Eric recently mentioned that he and his coworkers were debating the merits of the following two ruby code snippets.
if object
if object.nil?
If object is nil, both of these expressions will evaluate to false. The question was, should the former be allowed? I've had my thoughts on this before, but I stopped myself this time and thought about the issue at a higher level. We're talking about six characters here. What's the big deal? The first time a Ruby developer encounters this issue, he'll ask his buddy, Mr. Tubes, who will tell him the answer. Then he's good forever in that language. So we're really talking about the extra typing (ignoring the fact that if object represents a boolean, then we might have issues). But then this was said:
FxBx: but otherwise, yeah, im all for if object referring to its mere existence
KxDx:Yeah, it's intuitive
Eric dropped the I-word. The programming blagoblog has been abuzz lately about intuition (here and here (yeah I know one of them, is old, but it was recently recirculated)). Some people think intutive means familiar; that viewpoint is at least partially true. Tech reviewers and regular joes criticized Microsoft Office 2007's new interface, the ribbon, because it wasn't intuitive. What they really meant was that it was different and they couldn't figure it out. The QWERTY keyboard and mouse are only intuitive because we're familiar with them. Jef Raskin has said that the word "intuitable" makes more sense than "intuitive" because a user will either intuit an interface or not.
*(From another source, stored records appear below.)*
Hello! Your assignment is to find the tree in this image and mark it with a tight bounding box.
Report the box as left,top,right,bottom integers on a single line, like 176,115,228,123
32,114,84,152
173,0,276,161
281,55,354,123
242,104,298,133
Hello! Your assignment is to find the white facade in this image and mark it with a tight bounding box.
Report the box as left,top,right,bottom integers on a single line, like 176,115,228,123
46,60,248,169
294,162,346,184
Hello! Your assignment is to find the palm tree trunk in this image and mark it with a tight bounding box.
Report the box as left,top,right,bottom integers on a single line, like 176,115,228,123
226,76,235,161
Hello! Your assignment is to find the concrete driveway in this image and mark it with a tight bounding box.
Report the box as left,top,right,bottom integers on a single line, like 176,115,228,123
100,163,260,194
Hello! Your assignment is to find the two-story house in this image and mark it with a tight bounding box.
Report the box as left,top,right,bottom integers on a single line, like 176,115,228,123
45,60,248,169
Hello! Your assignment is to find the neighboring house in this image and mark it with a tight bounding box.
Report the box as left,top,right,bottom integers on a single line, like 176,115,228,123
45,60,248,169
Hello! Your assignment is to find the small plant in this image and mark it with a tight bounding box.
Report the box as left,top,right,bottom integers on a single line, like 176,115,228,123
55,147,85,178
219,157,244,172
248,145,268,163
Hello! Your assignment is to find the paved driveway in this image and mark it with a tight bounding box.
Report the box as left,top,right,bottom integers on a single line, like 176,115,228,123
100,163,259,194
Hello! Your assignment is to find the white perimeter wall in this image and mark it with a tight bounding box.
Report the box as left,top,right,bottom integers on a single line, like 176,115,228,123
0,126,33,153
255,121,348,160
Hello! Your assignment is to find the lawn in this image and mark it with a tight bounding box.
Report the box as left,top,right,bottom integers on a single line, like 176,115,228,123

An interface designer has to balance introducing new concepts with existing ideas, using the old patterns to bridge to the new ideas. A completely new system would frustrate many users who would be unable to intuit the system, while a completely familiar system would add no new value.
Anyway, I get fired up about intuition and interfaces, but the point I'm trying to make is that spending time worrying about coding convention similar to the one above is wasted time. Unless you're marketing your product to a very specific subset of users who will only understand one way to do things, then just pick your favorite and move on.